[Catalyst] Re: decoding in core

Mon Feb 23 21:31:35 GMT 2009

* Neo [GC] <neo at gothic-chat.de> [2009-02-23 16:45]:
> Does anyone know a _safe_ method to convert _any_ string-scalar
> to utf8?

There isn’t. Strings in Perl are untyped. They are simply
sequences of arbitrarily large integers.

If a string only contains values between 0 and 255, then it can
be stored in an optimised form that uses exactly one byte per
integer and the UTF8 flag is off. Otherwise, it is stored in a
variable-width format that is identical to UTF-8 encoding, but
is not actually UTF-8. (There is no particular meaning implied
for these integers, and Perl strings can store integer values
that are undefined in Unicode.) The UTF8 flag simply means “this
is an unoptimised string”. It will sometimes be enabled on octet
strings (even though no integer value in the string is > 255) and
it will frequently be disabled on character strings. It tells you
nothing useful *at all* about the content of the string and you
should just forget that it exists. [^1]

If you have a string that corresponds to a sequence of octets
which store the encoded form of a string according to some
encoding, you have to manually keep track of this encoding,
because there is nothing about the string that tells you this.

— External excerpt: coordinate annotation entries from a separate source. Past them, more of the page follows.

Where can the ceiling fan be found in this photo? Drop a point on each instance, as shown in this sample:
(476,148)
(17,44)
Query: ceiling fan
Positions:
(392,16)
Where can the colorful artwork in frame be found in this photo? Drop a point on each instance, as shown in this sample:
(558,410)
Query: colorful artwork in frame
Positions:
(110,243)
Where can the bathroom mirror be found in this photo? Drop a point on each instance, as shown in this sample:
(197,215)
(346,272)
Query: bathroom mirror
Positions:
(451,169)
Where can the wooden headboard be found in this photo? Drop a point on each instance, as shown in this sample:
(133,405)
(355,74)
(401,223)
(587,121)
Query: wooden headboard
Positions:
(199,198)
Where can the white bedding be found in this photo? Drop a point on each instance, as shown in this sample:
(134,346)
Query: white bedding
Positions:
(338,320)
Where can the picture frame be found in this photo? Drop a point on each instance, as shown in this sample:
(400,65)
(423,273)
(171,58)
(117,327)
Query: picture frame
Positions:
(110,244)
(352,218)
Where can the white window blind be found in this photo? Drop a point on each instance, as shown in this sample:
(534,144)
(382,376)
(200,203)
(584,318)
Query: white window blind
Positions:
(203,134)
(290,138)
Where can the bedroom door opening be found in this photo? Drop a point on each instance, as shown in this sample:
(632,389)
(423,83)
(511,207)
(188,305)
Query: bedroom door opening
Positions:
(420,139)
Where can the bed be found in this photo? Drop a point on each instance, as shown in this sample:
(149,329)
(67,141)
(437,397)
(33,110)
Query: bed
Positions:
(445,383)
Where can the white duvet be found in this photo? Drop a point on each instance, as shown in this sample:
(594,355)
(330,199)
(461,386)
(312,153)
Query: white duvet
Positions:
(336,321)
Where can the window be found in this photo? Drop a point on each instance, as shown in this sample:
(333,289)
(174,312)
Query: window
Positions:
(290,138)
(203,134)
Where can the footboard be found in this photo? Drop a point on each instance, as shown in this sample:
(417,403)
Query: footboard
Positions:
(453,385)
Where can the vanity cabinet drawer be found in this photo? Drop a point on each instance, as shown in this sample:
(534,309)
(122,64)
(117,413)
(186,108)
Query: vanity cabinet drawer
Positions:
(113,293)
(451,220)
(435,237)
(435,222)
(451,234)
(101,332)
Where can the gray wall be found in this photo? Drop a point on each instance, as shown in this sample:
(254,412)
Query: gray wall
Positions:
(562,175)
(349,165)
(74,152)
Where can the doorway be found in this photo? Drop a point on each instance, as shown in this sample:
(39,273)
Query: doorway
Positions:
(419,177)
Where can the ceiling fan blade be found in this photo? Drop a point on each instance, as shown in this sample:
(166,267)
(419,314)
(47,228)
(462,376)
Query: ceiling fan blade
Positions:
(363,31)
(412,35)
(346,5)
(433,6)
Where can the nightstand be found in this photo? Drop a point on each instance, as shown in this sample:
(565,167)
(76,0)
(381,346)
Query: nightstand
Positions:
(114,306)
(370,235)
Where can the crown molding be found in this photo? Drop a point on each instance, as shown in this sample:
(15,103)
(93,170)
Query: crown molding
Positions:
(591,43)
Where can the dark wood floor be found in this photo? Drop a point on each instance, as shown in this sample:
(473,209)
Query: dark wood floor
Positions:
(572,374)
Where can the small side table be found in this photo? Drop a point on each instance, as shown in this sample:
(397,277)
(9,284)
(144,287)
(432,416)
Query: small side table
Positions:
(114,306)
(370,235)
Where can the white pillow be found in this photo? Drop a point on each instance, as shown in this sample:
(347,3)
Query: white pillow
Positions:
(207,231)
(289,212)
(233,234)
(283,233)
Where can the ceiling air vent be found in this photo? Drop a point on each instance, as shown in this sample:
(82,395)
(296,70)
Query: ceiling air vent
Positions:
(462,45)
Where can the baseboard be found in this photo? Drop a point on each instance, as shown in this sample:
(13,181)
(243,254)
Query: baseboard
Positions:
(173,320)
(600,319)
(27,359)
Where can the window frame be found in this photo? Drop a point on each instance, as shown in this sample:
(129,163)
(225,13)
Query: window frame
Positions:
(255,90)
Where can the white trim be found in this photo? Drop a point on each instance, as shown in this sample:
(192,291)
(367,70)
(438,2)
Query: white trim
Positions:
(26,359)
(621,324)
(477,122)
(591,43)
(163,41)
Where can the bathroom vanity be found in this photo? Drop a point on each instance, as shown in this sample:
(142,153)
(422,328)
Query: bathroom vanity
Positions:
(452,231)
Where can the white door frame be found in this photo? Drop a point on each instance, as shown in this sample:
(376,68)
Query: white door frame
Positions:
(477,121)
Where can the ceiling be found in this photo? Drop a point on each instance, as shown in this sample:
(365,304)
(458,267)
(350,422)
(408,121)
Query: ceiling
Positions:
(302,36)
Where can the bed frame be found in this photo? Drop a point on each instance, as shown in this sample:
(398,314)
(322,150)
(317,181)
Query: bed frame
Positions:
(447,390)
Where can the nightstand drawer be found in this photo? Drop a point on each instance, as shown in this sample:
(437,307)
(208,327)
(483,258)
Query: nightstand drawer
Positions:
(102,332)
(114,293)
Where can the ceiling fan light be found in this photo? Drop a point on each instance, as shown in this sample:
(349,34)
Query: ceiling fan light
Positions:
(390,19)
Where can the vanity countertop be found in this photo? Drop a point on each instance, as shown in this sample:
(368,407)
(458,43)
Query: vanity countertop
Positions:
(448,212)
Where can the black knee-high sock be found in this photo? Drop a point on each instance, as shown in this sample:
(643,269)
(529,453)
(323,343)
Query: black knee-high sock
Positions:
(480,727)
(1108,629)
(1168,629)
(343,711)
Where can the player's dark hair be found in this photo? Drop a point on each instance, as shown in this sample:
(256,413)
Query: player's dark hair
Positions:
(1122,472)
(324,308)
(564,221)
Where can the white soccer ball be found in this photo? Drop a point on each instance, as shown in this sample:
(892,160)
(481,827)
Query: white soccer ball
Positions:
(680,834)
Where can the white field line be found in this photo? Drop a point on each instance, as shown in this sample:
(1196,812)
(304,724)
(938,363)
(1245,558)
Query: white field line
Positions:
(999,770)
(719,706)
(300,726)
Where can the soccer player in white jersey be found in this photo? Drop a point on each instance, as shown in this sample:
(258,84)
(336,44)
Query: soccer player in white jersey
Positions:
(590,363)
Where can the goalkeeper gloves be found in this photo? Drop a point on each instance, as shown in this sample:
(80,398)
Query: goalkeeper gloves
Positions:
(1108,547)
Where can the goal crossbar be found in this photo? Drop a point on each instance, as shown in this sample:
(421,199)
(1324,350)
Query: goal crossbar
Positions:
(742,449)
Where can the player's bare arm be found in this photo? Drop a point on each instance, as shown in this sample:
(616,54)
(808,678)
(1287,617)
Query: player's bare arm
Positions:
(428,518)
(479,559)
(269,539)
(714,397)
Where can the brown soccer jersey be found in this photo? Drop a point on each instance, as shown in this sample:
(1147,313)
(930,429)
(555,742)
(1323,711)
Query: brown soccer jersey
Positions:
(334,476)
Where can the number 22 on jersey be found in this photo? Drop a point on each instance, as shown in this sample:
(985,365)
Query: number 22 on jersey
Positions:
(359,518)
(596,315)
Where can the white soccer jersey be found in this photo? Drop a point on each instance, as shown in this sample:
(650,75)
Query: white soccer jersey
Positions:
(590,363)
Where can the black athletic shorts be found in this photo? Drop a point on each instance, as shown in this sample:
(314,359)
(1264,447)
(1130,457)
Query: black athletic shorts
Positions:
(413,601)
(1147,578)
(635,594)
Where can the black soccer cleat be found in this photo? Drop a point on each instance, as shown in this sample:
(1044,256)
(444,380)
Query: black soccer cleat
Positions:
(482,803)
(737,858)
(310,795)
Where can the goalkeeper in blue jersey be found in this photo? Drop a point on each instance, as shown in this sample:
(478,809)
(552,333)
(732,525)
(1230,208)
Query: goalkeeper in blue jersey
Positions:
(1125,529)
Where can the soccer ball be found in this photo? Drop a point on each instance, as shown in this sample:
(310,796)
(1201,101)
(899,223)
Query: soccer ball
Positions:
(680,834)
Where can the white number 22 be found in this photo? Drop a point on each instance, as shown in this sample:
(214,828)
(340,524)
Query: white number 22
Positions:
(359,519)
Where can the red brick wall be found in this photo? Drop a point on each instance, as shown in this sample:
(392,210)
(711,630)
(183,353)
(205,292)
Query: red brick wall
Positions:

The best approach is to simply decode strings as soon after input
as possible and encode them as late before output as possible. In
the middle of your code, then, you only have strings containing
Unicode codepoints.

[^1]: Almost. Unfortunately, there is quite a bit of broken XS
      code in modules out there which means you will have to
      `utf8::downgrade` strings to make sure they are stored in
      byte-wise optimised format before passing them in to such
      modules.

Regards,
-- 
Aristotle Pagaltzis // <http://plasmasturm.org/>